Fast sorting reciepe:
-Recieve an approxximate sort from your spatial structures (eg. octree)
-Inside each node, sort objects using quicksort/radix. There shouldn’t be too many.
-For each transparent object store multiple index arrays sorted along different directions, and select the one that closest matches the viewing direction.
-Create a texture atlas of all your transparent textures, otherwise you’ll end up switching state every couple of objects, since they can’t be sorted by state.

-Ilkka

Originally posted by Adruab:
In that case, could you use occlusion query to help figure that out (possibly increase or decrease number of passes for depth peeling depending on last frame’s info?). Also, how much of a performance penalty would there be for having TONS of occlusion query (this usage could easily produce tons)?
No, one query per peel is enough. I have a demo on my site that uses occlusion queries to dynamically adjust the peel count: www.delphi3d.net/download/oit.zip (NVidia only IIRC).
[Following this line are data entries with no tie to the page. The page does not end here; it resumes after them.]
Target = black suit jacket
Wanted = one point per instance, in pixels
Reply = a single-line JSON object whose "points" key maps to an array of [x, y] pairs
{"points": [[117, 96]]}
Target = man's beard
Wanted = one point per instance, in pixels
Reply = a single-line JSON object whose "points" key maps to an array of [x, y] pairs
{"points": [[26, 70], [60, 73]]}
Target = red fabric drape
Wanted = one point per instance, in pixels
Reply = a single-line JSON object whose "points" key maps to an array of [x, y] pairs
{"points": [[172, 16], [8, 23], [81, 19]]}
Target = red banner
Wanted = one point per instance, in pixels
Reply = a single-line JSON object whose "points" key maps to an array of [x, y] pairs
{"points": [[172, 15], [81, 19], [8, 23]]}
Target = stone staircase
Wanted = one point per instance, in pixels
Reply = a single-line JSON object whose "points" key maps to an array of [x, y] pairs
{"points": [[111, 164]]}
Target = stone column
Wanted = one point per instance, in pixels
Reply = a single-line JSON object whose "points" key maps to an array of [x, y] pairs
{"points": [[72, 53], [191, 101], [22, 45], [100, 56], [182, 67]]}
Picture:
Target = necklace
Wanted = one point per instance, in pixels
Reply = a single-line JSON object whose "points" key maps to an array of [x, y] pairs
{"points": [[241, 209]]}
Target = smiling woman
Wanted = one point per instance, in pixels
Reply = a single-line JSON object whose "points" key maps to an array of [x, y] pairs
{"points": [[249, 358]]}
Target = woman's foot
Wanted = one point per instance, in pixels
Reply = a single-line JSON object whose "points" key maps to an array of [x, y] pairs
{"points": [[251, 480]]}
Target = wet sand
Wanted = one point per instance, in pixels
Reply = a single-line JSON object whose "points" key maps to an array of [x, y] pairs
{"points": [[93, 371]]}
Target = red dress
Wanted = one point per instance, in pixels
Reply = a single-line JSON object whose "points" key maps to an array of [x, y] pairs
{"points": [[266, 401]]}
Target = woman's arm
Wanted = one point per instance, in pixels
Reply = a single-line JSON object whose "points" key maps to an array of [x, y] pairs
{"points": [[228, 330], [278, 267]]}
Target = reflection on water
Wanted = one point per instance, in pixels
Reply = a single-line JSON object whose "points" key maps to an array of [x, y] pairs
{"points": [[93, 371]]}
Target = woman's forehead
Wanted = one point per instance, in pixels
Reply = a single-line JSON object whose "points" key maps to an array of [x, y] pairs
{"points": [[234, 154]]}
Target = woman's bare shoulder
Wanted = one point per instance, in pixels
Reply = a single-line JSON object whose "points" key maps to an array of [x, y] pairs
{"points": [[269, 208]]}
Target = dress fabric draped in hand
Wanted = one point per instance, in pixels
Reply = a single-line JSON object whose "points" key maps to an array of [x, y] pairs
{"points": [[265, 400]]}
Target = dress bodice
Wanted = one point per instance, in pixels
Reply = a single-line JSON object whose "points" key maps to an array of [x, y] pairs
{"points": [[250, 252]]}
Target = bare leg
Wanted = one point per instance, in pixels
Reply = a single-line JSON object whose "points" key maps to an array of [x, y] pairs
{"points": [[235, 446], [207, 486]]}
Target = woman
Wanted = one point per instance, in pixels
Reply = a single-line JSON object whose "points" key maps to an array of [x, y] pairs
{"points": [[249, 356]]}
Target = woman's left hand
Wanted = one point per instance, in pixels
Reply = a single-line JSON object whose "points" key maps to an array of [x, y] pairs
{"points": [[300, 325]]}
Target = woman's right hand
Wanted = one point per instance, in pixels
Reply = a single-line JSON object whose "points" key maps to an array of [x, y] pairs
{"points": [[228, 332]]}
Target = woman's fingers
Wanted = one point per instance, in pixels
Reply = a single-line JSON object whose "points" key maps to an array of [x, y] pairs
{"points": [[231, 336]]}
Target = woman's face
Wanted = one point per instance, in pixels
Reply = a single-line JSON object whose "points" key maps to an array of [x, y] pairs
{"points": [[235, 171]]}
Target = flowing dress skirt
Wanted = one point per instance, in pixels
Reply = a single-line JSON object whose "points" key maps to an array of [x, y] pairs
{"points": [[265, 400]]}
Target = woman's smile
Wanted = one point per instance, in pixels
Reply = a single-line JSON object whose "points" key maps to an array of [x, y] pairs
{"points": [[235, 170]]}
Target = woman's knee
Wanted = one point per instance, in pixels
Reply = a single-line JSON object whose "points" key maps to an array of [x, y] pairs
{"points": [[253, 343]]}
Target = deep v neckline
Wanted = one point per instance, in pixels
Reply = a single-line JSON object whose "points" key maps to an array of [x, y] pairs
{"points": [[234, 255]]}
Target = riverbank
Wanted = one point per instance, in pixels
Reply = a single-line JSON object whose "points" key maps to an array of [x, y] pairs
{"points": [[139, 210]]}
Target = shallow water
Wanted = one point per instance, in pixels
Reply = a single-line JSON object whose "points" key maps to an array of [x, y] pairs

The typical usage of depth peeling, however, would be to generate a fixed number of peels (say, four or five). On the last peel, all remaining surfaces are drawn in unsorted order. The idea is that the first three or four translucent surfaces will suffice to cover up any sorting errors in what lies behind them.

– Tom

Ok. I shall give you some more details about my work.

In my research for Gizmo3D i have developed a pseudo depth peel.

Kind of a poor mans solution for billboards, trees,grass etc where you want to have smooth antialiased edges.

  1. First render all geometry using alpha mask GT 0.9x so all opaque geom is rendered. Update and use z buffer as normal rendering

  2. render all geometry with alpha mask GT 0.y and disable color update, but enable z update.

  3. render all geom again with alpha mask LTE 0.9x, enable color but use z accept LEQUAL so only semi transparent geom is rendered that is in the nearest layer or blended randomly where alpha is very low.

Ok. You think this is really sloppy, but you get some benefits…

  1. All geom is rendered totally unsorted
  2. All opaque parts are rendered correctly
  3. You only get the nearest (one layer) transparent geom, but in most cases you get ok results as the nearest layer blends with all the opaque data. You can see that two adjacent transparent layers will occlude each other when you zoom in

try it and tell me what you think. I think proper depth påeel is the way to go and in the future it will be very efficient, but on very low end hw, this works quite well…

I forgot to say that you can add a pass 1.5 that renders all geometry without z update with alpha mask LTE 0.9x.

This will add all blended unsorted transparent geometry. The pass will reduce the anomaly of pass 3 that only render the top most alpha layer. Bt using pass 1.5 you will get some kind of blended alpha data behind the top most alpha layer in pass 3.